Le stream ripping permet de télécharger sur son ordinateur un contenu qui est proposé sur une plateforme de streaming, comme YouTube

En effet, ces sites permettent de récupérer la vidéo telle quelle ou de la convertir dans un autre format au préalable. Or, Google estime qu’il s’agit-là d’une violation de ses conditions générales d’utilisation imposées à tous les membres et des règles spécifiques d’utilisation édictées aux développeurs qui utilisent l’API du site. Cela a donné lieu à quelques frictions entre YouTube et certains services, comme TubeNinja et YouTubeVideoDownloader.

« C’est devenu désormais un problème majeur », assène Jonathan Lamy, le porte-parole de la RIAA (Recording Industry Association of America), un lobby dont la mission est de défendre les intérêts de l’industrie du disque aux USA. Problème que la RIAA attaque en essayant de faire disparaître ces sites et en exerçant des pressions sur les annonceurs pour qu’ils ne traitent pas avec eux.

YouTube

YouTube concentre le plus l’attention des sites de stream ripping.

Pour Jonathan Lamy, c’est clair et net : la pratique « détourne des ventes et des streams licites, privant les artistes, les auteurs et les labels des royalties qu’ils méritent et sapent les services d’écoute en ligne ». Mais ce qu’il oublie de dire, c’est que le droit d’auteur n’est pas absolu. Il existe aussi des aménagements à destination du public, de façon à lui permettre de profiter des œuvres comme il l’entend.

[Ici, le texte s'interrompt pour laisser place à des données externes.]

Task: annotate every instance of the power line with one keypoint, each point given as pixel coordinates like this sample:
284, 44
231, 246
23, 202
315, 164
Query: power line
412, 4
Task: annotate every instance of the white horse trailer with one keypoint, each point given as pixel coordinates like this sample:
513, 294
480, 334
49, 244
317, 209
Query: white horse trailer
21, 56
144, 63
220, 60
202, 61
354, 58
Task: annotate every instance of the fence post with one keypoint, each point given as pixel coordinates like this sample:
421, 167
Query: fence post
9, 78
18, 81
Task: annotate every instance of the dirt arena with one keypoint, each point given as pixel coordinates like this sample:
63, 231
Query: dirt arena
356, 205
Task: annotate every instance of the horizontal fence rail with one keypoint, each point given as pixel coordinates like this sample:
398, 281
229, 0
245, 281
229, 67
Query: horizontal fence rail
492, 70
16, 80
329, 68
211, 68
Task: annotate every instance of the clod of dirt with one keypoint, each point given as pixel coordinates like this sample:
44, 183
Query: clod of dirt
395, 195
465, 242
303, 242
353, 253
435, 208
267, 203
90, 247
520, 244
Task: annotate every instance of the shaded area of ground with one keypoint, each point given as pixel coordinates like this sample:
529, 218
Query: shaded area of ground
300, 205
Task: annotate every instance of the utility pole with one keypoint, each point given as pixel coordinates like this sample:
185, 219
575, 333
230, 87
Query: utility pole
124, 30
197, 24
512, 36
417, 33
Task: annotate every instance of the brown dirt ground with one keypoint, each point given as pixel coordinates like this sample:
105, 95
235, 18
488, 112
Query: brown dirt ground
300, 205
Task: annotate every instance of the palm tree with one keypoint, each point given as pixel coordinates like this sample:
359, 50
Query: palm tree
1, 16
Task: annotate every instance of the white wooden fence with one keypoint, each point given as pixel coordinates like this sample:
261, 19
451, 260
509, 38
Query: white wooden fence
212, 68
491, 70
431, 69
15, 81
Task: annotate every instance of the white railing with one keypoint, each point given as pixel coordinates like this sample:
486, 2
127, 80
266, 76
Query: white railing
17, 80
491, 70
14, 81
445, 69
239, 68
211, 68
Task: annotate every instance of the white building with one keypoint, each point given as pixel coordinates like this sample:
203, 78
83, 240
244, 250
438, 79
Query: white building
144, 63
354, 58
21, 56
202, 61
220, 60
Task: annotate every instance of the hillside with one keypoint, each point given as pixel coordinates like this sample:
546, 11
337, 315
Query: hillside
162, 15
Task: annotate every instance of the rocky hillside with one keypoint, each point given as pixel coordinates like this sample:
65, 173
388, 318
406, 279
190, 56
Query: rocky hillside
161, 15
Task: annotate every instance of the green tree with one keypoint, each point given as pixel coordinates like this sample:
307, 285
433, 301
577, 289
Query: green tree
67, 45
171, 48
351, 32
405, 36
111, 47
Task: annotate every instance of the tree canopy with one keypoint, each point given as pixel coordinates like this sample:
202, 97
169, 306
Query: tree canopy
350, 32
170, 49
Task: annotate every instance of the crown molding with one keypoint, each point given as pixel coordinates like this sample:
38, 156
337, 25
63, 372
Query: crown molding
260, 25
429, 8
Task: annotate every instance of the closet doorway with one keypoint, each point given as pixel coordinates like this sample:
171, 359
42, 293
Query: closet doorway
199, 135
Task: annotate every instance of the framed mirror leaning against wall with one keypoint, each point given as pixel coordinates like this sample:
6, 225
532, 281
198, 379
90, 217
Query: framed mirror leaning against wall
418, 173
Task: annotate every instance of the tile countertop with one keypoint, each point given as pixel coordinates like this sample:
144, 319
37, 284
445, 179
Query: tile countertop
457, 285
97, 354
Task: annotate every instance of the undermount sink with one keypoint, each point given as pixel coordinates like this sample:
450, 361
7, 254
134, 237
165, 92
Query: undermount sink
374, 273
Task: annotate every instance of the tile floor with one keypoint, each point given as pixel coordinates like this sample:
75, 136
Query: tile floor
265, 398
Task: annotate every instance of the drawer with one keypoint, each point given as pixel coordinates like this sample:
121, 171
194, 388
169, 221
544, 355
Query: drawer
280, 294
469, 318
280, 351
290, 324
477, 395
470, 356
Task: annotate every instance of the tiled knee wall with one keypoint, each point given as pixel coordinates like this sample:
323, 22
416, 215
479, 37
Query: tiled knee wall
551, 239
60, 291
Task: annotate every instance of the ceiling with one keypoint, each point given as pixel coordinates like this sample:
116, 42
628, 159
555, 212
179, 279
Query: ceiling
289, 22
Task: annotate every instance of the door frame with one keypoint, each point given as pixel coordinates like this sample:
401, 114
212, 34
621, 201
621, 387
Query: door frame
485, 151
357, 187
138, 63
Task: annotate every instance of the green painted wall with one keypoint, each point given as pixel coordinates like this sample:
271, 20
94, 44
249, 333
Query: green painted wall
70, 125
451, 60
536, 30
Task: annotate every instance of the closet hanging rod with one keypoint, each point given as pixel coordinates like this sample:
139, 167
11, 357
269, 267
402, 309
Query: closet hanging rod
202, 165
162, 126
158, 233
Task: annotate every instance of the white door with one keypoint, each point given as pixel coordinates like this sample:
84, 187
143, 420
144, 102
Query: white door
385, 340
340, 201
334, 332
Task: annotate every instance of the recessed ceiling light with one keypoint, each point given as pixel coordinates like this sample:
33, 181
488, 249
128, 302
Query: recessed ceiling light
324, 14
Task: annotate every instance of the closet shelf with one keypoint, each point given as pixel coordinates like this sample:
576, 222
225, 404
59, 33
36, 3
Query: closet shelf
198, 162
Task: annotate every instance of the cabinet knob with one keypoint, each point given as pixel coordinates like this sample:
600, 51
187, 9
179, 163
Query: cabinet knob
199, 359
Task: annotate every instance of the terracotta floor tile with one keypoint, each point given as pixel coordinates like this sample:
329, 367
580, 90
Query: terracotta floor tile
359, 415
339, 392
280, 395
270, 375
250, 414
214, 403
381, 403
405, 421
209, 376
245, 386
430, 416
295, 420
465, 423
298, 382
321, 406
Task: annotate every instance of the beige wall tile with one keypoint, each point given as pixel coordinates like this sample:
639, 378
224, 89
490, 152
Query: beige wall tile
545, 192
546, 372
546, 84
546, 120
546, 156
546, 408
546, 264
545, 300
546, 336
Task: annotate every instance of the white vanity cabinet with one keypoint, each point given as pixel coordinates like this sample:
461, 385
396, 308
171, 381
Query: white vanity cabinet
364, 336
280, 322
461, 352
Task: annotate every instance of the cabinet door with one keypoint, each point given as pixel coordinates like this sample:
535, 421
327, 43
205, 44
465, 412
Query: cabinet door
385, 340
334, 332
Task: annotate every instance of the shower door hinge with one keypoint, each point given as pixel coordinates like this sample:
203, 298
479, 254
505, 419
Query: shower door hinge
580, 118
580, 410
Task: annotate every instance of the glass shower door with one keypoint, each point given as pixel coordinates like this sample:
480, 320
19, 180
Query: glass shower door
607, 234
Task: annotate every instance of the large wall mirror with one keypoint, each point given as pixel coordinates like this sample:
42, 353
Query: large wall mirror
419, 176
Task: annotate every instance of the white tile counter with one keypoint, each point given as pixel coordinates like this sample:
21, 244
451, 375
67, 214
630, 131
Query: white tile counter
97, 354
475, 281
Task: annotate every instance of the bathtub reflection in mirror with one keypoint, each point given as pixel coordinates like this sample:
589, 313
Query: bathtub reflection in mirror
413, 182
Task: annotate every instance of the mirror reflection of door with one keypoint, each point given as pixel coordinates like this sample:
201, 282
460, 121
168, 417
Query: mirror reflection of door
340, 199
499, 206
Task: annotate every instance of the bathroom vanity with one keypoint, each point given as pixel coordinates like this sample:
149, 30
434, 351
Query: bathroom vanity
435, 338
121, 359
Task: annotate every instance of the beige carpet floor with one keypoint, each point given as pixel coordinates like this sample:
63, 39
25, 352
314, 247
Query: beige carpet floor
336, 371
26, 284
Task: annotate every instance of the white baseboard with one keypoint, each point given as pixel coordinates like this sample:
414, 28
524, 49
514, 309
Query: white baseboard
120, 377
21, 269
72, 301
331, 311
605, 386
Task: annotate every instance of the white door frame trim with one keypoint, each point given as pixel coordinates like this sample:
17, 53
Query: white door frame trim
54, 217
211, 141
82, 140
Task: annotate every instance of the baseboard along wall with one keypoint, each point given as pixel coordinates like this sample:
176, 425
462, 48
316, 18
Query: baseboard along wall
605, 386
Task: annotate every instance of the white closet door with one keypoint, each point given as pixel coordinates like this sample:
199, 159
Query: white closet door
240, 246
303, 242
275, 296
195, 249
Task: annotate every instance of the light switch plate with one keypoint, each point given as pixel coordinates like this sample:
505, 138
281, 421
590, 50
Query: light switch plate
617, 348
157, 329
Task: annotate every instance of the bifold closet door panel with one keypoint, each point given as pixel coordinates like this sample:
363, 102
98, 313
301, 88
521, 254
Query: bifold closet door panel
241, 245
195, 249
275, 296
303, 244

C’est typiquement le cas dans le droit français. Le code de la propriété intellectuelle dit de façon limpide que les particuliers ont le droit (ou plus exactement bénéficient d’une exception) de réaliser une copie des œuvres pour leur propre usage (la fameuse copie privée), et que les mesures techniques de protection ne doivent pas priver les utilisateurs de ce droit.

Quid de la copie privée ?

N’importe quel internaute peut, individuellement, exercer ce droit à condition qu’il ne porte pas atteinte de façon injustifiée à l’exploitation normale de l’œuvre. Dans ces conditions, il est probable que Google et YouTube n’aient pas le droit d’interdire par contrat, c’est-à-dire via les conditions d’utilisation, la copie privée que les utilisateurs voudraient appliquer. La loi reste en effet supérieure au contrat.

Attention, toutefois : si le droit d’auteur a une exception avec la copie privée, la copie privée elle-même est limitée. Il y a deux aspects à distinguer : d’abord, les logiciels à installer chez soi qui permettent de copier le contenu sur son disque dur. Là, c’est légal, il n’y a pas de problème. Il est interdit d’interdire la copie privée, qui est le fait de faire une copie pour soi, à usage privé.

Ensuite, les sites de streaming. Eux, ils font une copie à la demande de l’utilisateur et ils la fournissent en téléchargement. Du coup, ça n’est plus le copiste à qui est destiné à la copie et ça n’est plus couvert par la copie privée. Les sites vont sur YouTube et effectuent la copie. Là, les conditions d’utilisation peuvent leur être opposables et vu qu’ils ne peuvent pas prétendre à être protégés par la copie privée (la copie n’est pas pour eux), l’interdiction d’interdire ne s’applique pas.

C’est pour cela qu’a été confirmée en appel l’illégalité des magnétoscopes à distance.

Disque dur

Reste que le stream ripping n’est fondamentalement pas si différent des enregistrements que l’on faisait sur cassette en écoutant la radio ou sur VHS avec le magnétoscope relié au téléviseur. Il s’agit-là aussi de copie privée, dont l’usage échappe aux ayants droit ; une fois l’œuvre enregistrée sur le support d’un particulier, les ayants droit ne peuvent plus espérer la monétiser.

C’est sans doute cet aspect qui gêne l’industrie du disque et qui explique pourquoi elle s’agace de voir le succès croissant des sites de stream ripping : la perspective qu’un certain nombre de vues sur YouTube, qui génère des revenus publicitaires, sorte de son radar du fait que les titres ne sont plus consommés en ligne, avec la publicité, mais hors ligne, sur le PC ou le smartphone de l’utilisateur.